Be competitive? Probably not come time for Worlds, just because of the shear power of V5. Qualify for state? I’d say it’s very much feasible with proper driving and a great build quality; at our first competition, a team of full-cortex made it to the finals and actually almost won, and some regions it doesn’t take that high of a skills score to qualify for the event.
to me its not worth it
240P was an amazing robot, but it would have been crushed by most v5 robots. There is a reason they switched to v5 for worlds, defense with a 4M v5 chassis would have easily stalled the 8M drive on 240P. 393 was obsolete the second the first v5 kit was shipped.
I agree with you, but also not every competition will have world quality v5 robots. I think it’s fair to say if you brought the 240P robot to a local competition, it would do well. I say this because my organization was relatively late at getting v5 kits and we still did well at our local competitions with v4. Mind you, this is a 7th grader asking if he/she will be able to compete with v4. I guess it all depends on how a person uses the cards they are dealt.
Here’s another example of a v4 robot doing well against v5 robots:
(pay attention to 109a)
Ah I see, I was thinking about it on a worlds level because I assume you would want to judge viability of a design to the best competition (of course if your goal is to preform as well as possible/win worlds).
At least that’s how I interpreted “competitive” in the title.
if you can get v5 its highly recommended also since vex is probably not going to support it — like customer support, availability — as well as v5. V5 is much more user friendly, going from iq to v5 the workflow is very similar while going from iq to cortex it’s super funky. basically for a new team, you are going to improve so much faster with v5 and if the club doesn’t have the funding you could probably get a grant for it. 7701 has this thing called ZEF — zionsville educational foundation — and they helped us go to worlds last year for free. it’s not impossible that you have something similar, so i’d look into that if u get stuck with cortex
v5 is better than cortex in every way. If you can, use v5. It will give you an advantage. That said, cortex can still preform well, but it takes a lot of hard work. Also the game makes a big difference. It was easier to make good cortex bots in turning point because your cycle time was less dependent on the actual power output of your robot, more on the efficiency of some lower power subsystems, like intakes. You’ll always be bad on the drive, but the actual shooters on some of those cortex bots would easily best most v5 shooters. But then you look at tower takeover, and cortex robots just sucked. You simply didn’t have enough power to compete. So imo, you can still be mildly successful with cortex if the game is right, and you possess the engineering skills, but really your talking about an enormous disadvantage against teams with v5.

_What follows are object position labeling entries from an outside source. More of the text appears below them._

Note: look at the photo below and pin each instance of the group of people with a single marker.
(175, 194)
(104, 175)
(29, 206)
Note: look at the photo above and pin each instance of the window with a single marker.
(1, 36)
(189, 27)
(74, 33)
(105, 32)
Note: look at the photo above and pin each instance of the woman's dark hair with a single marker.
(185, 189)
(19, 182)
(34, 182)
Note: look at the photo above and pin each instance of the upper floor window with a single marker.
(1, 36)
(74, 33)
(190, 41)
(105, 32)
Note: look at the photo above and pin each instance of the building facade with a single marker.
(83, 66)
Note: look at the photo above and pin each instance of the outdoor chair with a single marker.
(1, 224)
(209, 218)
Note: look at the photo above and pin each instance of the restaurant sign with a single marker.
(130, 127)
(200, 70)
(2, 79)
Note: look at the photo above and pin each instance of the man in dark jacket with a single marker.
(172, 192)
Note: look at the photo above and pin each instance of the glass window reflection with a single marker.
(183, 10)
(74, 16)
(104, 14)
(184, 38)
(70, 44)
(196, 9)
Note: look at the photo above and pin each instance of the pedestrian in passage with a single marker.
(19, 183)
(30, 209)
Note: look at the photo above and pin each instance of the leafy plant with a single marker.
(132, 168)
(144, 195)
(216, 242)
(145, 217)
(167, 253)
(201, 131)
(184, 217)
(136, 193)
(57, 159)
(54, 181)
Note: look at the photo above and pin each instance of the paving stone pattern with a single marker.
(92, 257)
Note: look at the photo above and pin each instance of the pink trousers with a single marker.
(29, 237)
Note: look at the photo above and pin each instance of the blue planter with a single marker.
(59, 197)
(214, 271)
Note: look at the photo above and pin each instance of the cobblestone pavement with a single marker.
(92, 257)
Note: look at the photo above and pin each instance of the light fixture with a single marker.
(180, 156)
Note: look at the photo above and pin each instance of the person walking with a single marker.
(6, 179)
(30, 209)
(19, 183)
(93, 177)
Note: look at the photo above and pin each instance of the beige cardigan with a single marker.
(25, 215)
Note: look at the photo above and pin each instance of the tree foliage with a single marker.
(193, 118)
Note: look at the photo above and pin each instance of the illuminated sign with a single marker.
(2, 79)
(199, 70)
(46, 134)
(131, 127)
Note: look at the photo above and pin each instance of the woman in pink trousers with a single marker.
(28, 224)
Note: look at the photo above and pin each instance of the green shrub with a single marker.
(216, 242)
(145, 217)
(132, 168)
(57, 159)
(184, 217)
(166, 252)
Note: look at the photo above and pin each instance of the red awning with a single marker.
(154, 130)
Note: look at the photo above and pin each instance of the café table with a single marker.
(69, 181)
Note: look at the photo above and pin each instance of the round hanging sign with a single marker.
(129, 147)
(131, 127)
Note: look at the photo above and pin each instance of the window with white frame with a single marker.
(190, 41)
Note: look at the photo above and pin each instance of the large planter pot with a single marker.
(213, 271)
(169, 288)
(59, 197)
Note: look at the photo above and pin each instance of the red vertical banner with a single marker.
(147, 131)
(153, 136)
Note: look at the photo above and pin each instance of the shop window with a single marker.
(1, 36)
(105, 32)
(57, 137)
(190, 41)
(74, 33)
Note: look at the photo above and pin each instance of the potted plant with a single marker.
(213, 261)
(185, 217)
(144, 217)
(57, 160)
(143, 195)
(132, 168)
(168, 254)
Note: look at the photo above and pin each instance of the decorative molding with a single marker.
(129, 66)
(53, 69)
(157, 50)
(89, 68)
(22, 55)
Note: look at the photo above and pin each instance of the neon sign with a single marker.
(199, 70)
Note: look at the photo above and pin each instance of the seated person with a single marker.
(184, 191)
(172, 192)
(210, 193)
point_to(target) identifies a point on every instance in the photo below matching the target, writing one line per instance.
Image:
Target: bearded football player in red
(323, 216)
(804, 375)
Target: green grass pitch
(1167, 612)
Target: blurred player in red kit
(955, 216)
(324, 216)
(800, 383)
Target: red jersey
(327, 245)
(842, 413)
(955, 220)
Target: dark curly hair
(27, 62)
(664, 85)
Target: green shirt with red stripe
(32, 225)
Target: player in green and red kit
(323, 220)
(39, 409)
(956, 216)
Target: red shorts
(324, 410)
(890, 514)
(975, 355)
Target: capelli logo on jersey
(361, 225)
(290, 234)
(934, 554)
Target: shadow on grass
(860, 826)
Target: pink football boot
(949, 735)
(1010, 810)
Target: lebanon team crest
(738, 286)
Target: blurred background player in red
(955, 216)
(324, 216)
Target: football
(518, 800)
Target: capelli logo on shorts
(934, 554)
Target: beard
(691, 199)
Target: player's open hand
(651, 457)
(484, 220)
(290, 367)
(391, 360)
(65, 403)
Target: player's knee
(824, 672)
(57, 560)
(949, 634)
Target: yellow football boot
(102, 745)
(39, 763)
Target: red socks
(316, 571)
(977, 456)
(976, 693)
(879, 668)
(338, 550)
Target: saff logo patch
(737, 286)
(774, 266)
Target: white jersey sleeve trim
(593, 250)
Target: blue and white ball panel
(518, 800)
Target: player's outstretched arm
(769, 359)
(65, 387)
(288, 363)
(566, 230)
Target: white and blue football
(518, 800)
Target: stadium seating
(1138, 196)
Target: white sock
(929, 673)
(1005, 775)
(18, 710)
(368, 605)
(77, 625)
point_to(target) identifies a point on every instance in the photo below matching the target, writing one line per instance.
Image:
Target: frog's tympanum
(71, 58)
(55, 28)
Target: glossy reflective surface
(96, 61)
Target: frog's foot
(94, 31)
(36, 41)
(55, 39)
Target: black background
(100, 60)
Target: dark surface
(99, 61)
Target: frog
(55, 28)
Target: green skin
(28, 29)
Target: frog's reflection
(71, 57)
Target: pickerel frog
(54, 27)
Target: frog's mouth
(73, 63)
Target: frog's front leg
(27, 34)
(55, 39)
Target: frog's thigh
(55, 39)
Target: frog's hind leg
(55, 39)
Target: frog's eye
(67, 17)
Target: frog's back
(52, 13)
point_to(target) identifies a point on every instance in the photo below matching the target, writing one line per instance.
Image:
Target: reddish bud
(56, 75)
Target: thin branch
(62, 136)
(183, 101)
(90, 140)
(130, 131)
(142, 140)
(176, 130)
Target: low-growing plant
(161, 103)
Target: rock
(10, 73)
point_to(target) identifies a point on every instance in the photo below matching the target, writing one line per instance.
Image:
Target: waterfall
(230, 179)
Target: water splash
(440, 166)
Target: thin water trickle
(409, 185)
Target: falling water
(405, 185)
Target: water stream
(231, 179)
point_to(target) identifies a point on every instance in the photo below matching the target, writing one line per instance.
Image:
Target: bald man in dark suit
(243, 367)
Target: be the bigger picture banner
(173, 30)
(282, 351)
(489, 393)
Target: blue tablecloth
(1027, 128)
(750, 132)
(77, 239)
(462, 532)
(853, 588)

Our teams are on limited funds so we plan to use cortex as long as we can. Cortex can work. I think we were the only team at states (Michigan) on cortex. Going into states, we were 3rd in the states in skills, and coming out we were 5th. Usually we competed mid to upper 3rd in the qualifiers we went to, unless we had something break and completely fell flat. It can be done, but parts are getting harder to find and work with, so investing more money in cortex simply isn’t worth it.
I will say you need to think out of the box and find a niche that the rest of the bots can’t do. This year we spent more time on towers, and had a 4 motor dr4b to get all the way to the top tower. Having this was a compliment to the traybots that seemed to dominate the competitions and allowed us to go farther than we would have otherwise. in practice runs they had a 48 point programming skills, but when at competitions, field conditions would throw something off early and they simply couldn’t recover.
The girls also had extra documentation and discussions for judges concerning their limited abilities with cortex and how they tried to exploit any niche they could.
I think with the right build cortex could be competitive. My team won the excellance award with our low quality cortex bot. We were the only cortex system at our state comptition. Overall I saw cortex being very competitive all season.
I was simply talking about the game, but that also brings up a great point: judged awards don’t care if you have Cortex or V5. Although you probably aren’t going to win against the best V5 bots, if you have the best documentation and engineering process, a Cortex team can still win Design, or Excellence if one’s dealt a great hand of matchups. The Design rubric doesn’t specifically say you need to be a “viable team that can win the game”.
Of course, this all assumes that the Cortex system will still be legal for competition in 2020-2021.
I posted in one of the many threads about this that there are about 25% of the teams that didn’t have the dollars to flip to V5, and with the recent state budget disaster, unlikely they will get money for this year. So Cortex robots, will be a thing in 2020-21.